PHP :: Doc Bug #67727 :: Inconsistent loading and saving of DOMDocument

Inconsistent loading and saving of DOMDocument

Submitted:

2014-07-31 14:35 UTC

Modified:

2021-03-16 11:25 UTC

Votes:	12
Avg. Score:	3.8 ± 1.0
Reproduced:	11 of 12 (91.7%)
Same Version:	4 (36.4%)
Same OS:	0 (0.0%)

From:

villascape at gmail dot com

Assigned:

Status:

Verified

Package:

DOM XML related

PHP Version:

5.5.15

OS:

Centos 6.5

Private report:

CVE-ID:

None

View Developer Edit

[2014-07-31 14:35 UTC] villascape at gmail dot com

Description:
------------
DOMDocument::loadHTML() and DOMDocument::saveHTML() is not consistent for some input strings; specifically '<body>&nbsp;</body>'.

Note that I am using PHP version 5.5.14-1.ius.centos6.x86_64, and not 5.5.15.

Test script:
---------------
<?php
$str1='<body>&nbsp;</body>';
echo('Initial<pre>'.htmlspecialchars($str1).'</pre>'); //<body>&nbsp;</body>

$dom = new DOMDocument();   //Default is UTF-8, but iso-8859-1 is available if required

$dom->loadHTML($str1);
$xpath = new DOMXPath($dom);
$body = $dom->getElementsByTagName('body')->item(0);
$str2=$dom->saveHTML($body);
echo('First Option 1<pre>'.htmlspecialchars($str2).'</pre>'); //<body> </body>

$dom->loadHTML($str2);
$xpath = new DOMXPath($dom);
$body = $dom->getElementsByTagName('body')->item(0);
$str3=$dom->saveHTML($body);
echo('Second Option 1<pre>'.htmlspecialchars($str3).'</pre>'); //<body>Â </body>
?>

Expected result:
----------------
Initial String
<body>&nbsp;</body>
Returned String Pass 1
<body>&nbsp;</body>
Returned String Pass 2
<body>&nbsp;</body>


Actual result:
--------------
Initial String
<body>&nbsp;</body>
Returned String Pass 1
<body> </body>
Returned String Pass 2
<body>Â </body>

Patches

Pull Requests

History

AllCommentsChangesGit/SVN commitsRelated reports

[2019-12-03 18:01 UTC] coleman at civicrm dot org

This is still a problem in PHP 7.2. Non-breaking space characters become garbled by both the saveHTML and the saveXML functions.

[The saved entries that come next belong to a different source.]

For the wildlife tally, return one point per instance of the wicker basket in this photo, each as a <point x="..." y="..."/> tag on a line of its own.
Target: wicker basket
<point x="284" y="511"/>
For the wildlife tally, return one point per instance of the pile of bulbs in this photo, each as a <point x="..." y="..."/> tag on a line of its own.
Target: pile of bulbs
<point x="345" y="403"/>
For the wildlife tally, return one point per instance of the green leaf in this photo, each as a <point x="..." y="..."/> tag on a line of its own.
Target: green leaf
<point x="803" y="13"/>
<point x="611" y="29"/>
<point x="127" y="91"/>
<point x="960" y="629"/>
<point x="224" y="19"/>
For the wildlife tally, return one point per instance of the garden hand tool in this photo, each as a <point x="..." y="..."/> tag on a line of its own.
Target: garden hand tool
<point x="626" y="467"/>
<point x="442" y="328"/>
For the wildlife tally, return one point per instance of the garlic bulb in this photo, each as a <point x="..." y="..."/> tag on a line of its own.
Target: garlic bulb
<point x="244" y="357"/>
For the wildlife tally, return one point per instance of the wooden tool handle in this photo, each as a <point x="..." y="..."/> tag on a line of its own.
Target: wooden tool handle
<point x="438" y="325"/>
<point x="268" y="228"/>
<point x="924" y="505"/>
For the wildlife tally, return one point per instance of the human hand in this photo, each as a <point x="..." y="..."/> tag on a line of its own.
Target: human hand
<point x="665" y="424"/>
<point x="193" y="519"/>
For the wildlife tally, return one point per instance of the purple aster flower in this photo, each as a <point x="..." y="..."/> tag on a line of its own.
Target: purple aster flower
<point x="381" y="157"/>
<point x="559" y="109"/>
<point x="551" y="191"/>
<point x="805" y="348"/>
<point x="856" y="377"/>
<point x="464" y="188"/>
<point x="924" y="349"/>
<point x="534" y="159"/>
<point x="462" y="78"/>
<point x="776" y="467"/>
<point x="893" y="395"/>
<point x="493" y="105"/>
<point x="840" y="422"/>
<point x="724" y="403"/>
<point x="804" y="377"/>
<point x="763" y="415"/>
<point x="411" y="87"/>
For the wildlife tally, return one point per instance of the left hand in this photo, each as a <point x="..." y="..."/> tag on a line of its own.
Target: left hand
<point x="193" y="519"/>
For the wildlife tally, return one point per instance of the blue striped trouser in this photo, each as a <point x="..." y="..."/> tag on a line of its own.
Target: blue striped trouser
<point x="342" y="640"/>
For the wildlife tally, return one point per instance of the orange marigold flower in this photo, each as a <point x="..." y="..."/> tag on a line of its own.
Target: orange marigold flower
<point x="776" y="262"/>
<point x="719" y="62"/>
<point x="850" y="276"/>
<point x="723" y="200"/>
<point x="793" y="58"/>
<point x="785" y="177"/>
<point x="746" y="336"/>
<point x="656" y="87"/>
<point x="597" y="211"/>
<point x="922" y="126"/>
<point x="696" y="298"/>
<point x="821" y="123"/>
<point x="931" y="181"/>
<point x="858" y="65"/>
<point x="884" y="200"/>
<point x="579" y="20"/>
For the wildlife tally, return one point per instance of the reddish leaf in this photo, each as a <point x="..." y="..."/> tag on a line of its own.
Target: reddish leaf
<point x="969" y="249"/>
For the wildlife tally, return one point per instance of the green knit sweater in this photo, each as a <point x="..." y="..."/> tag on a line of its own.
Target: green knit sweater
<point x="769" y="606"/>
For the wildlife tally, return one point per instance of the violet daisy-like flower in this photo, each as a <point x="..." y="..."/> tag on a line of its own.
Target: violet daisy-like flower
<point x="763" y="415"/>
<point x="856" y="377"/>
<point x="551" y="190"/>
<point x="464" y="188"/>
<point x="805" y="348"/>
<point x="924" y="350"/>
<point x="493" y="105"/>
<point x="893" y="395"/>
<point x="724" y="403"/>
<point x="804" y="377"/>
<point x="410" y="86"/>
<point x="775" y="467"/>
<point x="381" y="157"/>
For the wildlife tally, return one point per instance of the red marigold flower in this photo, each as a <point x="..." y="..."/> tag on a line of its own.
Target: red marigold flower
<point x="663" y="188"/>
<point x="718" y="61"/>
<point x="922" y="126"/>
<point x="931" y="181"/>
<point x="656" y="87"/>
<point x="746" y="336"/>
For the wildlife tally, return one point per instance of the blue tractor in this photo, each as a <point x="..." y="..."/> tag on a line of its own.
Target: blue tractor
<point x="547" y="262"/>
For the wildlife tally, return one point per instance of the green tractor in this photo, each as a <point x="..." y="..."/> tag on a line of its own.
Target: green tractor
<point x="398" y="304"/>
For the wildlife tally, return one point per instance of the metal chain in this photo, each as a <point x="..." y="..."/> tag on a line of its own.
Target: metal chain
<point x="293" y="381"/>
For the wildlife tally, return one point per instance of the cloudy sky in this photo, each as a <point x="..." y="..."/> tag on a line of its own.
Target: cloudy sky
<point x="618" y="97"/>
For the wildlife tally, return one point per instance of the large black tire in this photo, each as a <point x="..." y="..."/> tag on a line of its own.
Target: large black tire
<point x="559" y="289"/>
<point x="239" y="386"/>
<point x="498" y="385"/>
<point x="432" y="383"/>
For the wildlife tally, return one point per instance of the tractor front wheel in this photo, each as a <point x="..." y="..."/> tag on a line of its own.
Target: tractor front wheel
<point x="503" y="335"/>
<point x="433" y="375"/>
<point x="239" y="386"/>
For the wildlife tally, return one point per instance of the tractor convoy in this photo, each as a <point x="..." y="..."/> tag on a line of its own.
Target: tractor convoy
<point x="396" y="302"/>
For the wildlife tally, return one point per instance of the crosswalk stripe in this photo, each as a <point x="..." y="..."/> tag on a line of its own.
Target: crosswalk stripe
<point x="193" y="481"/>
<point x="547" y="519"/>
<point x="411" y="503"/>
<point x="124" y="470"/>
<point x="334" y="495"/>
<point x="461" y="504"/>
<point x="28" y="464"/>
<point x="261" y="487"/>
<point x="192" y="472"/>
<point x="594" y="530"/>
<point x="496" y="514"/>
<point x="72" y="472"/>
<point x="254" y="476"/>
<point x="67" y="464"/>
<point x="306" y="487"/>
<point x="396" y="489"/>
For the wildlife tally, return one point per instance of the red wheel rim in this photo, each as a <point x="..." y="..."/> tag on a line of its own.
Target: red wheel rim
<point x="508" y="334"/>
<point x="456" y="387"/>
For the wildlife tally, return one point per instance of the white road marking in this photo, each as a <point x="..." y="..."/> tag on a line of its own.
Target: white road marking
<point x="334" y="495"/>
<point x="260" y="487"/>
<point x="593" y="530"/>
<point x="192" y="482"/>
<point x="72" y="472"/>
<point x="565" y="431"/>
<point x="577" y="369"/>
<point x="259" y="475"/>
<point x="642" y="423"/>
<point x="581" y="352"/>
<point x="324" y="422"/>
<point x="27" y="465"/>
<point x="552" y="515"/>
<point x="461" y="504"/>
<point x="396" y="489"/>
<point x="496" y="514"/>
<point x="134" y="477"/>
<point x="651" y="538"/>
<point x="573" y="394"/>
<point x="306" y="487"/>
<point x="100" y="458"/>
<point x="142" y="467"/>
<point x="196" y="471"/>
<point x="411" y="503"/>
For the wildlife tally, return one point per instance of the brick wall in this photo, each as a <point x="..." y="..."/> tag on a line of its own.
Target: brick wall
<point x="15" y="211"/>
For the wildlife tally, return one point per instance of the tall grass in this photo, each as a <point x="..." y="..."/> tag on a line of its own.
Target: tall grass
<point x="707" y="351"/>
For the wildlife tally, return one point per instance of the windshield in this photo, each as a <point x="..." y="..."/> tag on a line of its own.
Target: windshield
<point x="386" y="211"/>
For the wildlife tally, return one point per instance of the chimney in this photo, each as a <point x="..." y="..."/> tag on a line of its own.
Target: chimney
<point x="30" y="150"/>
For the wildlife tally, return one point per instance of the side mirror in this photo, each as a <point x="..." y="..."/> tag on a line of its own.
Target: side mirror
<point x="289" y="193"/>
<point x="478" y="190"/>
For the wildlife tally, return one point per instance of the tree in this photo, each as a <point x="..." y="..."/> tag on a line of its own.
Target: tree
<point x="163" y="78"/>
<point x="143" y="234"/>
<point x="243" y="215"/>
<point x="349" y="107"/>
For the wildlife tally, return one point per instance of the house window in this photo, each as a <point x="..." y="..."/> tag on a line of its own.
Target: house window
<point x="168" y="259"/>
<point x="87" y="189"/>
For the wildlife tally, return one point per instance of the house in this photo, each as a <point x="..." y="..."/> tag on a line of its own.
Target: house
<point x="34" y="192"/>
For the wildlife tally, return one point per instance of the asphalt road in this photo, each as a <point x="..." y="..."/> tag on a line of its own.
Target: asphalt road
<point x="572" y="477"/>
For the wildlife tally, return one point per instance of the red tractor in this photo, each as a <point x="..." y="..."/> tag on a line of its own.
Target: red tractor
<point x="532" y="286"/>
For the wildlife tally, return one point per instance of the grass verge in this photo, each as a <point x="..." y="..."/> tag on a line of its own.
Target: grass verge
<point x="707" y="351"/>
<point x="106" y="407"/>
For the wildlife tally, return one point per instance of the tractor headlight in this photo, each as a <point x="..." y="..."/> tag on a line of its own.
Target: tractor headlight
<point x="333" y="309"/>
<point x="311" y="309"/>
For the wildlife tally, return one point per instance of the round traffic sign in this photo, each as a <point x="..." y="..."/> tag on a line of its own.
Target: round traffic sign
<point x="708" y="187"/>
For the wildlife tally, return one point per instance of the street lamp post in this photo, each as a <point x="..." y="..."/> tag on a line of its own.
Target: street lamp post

Strangely, this depends on how it's represented in the input string fed into loadHTML. Sending it in as a unicode non-break space character triggers the bug, but sending it in as &nbsp; works fine. The trouble is that saveHTML spits it out as the unicode character, so a round-trip through DOMDocument and back again will always result in garbled output. Here is a PHPUnit test to demonstrate the problem:

----------

class myTest extends \PHPUnit\Framework\TestCase {
  public function testNbsp() {
    $runThrough = function($html) {
      $doc = new DOMDocument();
      $doc->loadHTML("<html><body><div id=\"target\">$html</div></body></html>");

      $newHtml = '';
      foreach ($doc->getElementById('target')->childNodes as $node) {
        $newHtml .= $node->ownerDocument->saveXML($node);
      }
      return $newHtml;
    };

    $original = '<p>Hello '."\xc2\xa0".' world</p>';

    $pass1 = $runThrough($original);
    $pass2 = $runThrough($pass1);

    $this->assertEquals($pass1, $pass2);
  }
}

----------

Note that if we were to extend the test with more iterations, each runThrough will add another extra character to the output.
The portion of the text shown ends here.